But Day is quick to point out, he feels more than just a bit lucky.

“I must have a horseshoe up my butt, or something…because  who am i? I played in Sam Hill.

“There are a million, a zillion, better guitar players out there than me.”

But there he is, getting asked by guitar legend Joe Bonamassa about a new sound at a recent rehearsal and building guitar rigs for Steve Stevens, who has played for names like Billy Idol, Michael Jackson and Vince Neil.

“Out of the blue I’ll get a phone call from Steve Vai’s camp,” he says.  “‘Can you loan us your amp? Steve wants to try it out.’ So I got to his house and let him borrow my personal amp.”

It’s not unheard of for Day to see, or run into the likes of bands like Kiss, Def Leppard and Alice ‘n’ Chains.
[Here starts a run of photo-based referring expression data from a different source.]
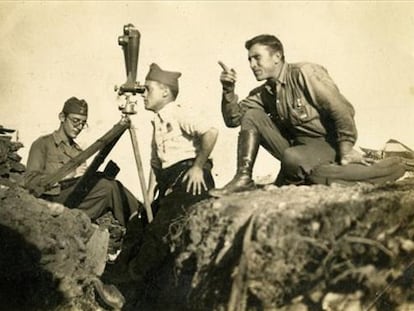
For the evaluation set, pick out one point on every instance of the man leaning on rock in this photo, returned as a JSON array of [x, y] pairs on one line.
[[50, 152]]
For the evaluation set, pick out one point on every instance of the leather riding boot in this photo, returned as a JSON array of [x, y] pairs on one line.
[[247, 147]]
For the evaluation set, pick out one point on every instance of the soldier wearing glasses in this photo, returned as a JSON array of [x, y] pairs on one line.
[[50, 152]]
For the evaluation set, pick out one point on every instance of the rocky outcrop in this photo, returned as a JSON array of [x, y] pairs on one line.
[[301, 248], [49, 255]]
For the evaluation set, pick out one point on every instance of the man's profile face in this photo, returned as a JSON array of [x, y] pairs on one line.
[[73, 124], [154, 95], [263, 62]]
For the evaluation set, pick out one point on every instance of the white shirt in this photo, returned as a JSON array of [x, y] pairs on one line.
[[176, 135]]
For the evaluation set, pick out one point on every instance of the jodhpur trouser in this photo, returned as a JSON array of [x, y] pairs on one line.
[[297, 158], [106, 195]]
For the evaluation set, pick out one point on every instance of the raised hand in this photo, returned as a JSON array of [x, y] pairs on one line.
[[228, 77]]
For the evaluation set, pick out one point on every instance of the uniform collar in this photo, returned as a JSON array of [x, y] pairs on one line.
[[58, 137]]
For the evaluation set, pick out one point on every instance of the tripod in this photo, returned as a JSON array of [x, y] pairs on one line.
[[130, 45]]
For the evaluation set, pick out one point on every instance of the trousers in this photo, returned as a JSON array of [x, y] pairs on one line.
[[106, 195], [298, 156], [172, 204]]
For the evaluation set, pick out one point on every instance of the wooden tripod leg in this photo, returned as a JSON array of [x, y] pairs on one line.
[[138, 161], [86, 182]]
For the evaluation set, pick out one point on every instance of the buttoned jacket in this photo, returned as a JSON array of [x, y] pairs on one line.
[[304, 101]]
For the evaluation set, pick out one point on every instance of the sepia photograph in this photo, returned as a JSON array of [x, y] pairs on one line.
[[207, 155]]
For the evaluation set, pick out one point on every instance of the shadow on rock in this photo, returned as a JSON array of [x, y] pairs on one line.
[[24, 284]]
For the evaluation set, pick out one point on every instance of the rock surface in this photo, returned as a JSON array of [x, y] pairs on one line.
[[310, 248]]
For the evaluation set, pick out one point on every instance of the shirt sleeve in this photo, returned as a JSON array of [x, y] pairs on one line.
[[155, 162], [192, 123], [327, 97], [35, 164], [233, 111]]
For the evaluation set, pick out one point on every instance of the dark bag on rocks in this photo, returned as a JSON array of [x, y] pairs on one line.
[[389, 169]]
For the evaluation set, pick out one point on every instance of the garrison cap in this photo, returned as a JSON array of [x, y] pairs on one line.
[[75, 105], [169, 78]]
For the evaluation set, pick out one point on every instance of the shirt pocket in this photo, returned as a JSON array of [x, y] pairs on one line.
[[301, 111]]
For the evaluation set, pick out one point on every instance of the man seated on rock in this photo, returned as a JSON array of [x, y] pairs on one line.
[[181, 168], [300, 117], [50, 152]]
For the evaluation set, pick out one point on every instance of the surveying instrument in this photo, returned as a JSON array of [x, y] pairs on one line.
[[130, 41]]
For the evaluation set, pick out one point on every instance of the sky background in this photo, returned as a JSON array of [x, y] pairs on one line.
[[51, 51]]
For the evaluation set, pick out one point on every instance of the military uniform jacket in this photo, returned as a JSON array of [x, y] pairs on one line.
[[304, 101]]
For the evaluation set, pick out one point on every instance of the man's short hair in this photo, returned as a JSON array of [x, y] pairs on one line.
[[268, 40]]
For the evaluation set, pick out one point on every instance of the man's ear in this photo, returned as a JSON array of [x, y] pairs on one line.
[[165, 91], [62, 117], [277, 56]]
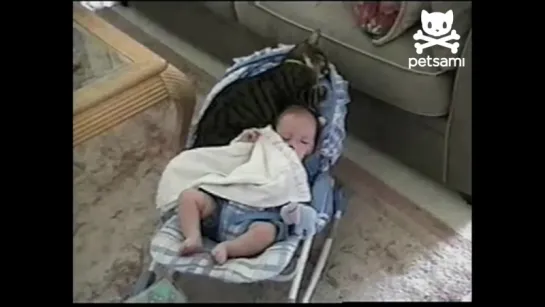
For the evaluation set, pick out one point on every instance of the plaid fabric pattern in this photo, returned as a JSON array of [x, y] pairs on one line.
[[166, 244], [333, 109]]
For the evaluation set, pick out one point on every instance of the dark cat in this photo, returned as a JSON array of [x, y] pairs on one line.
[[257, 101]]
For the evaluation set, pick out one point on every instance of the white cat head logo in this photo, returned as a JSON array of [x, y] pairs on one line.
[[436, 24]]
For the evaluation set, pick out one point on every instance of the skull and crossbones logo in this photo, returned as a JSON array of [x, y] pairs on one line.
[[436, 25]]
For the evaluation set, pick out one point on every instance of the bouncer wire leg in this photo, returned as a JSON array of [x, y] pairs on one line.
[[300, 269], [322, 260]]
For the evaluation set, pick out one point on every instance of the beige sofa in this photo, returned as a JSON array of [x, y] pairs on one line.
[[420, 116]]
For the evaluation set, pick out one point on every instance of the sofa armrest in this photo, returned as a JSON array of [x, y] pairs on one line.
[[225, 9], [458, 170]]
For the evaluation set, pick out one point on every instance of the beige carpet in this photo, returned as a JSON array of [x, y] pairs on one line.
[[388, 249]]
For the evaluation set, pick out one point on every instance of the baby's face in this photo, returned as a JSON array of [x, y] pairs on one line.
[[298, 131]]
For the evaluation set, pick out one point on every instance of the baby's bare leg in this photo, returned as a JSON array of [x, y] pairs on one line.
[[259, 236], [193, 206]]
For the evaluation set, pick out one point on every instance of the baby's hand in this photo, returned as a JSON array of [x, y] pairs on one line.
[[250, 135]]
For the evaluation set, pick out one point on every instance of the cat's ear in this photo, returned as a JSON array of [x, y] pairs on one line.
[[424, 15], [314, 38], [449, 15]]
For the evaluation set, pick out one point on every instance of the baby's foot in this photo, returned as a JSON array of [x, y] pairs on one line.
[[219, 253], [191, 246]]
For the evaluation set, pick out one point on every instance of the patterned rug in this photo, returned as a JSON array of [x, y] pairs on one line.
[[387, 248]]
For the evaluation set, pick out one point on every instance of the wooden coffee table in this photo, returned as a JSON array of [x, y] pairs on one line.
[[116, 78], [131, 115]]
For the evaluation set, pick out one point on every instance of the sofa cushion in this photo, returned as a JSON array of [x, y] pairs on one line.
[[379, 71]]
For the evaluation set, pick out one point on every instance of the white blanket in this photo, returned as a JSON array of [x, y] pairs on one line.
[[263, 174]]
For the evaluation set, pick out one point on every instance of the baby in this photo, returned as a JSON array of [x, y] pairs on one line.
[[243, 231]]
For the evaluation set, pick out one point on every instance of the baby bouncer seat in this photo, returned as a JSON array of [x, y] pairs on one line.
[[285, 260]]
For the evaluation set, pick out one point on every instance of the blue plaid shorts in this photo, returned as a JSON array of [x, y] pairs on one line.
[[231, 219]]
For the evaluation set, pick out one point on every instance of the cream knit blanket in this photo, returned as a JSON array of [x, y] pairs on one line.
[[263, 174]]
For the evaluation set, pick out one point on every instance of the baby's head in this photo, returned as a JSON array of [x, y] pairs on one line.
[[299, 129]]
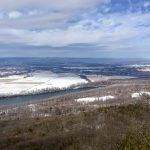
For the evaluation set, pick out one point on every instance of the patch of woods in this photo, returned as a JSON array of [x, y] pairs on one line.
[[105, 128]]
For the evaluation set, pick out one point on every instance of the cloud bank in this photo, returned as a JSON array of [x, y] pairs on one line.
[[103, 28]]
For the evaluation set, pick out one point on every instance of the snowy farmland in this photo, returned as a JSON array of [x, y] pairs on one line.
[[37, 82]]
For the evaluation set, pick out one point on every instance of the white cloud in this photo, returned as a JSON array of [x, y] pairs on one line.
[[14, 15], [113, 31], [146, 4], [65, 5]]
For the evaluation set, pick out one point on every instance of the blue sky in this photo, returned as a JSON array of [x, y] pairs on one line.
[[75, 28]]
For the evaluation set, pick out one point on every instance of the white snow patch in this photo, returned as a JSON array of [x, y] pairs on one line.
[[92, 99], [32, 107], [37, 82], [144, 70], [138, 95]]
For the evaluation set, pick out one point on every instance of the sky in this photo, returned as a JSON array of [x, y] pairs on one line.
[[75, 28]]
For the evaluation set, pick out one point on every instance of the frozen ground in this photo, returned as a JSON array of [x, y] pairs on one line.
[[36, 82], [139, 94], [92, 99]]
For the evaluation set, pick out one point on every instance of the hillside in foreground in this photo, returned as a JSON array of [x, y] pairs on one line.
[[108, 118], [116, 127]]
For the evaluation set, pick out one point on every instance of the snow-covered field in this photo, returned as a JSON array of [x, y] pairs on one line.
[[141, 67], [36, 82], [139, 94], [92, 99]]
“I have to pinch myself all the time.,” he says. “I got to sit in George Lynch’s home studio, and do some work…never in my wildest dreams did I think I would be getting texts from George Lynch: ‘Mark I love the sound.’

“Most of these guys are just great big sweethearts. They’re normal people who do an extraordinary job.”

Turns out, so does Day.

He’s about a year into a three-year work visa in the U.S. His boss has already told him he won’t be living in Canada again for a very long time.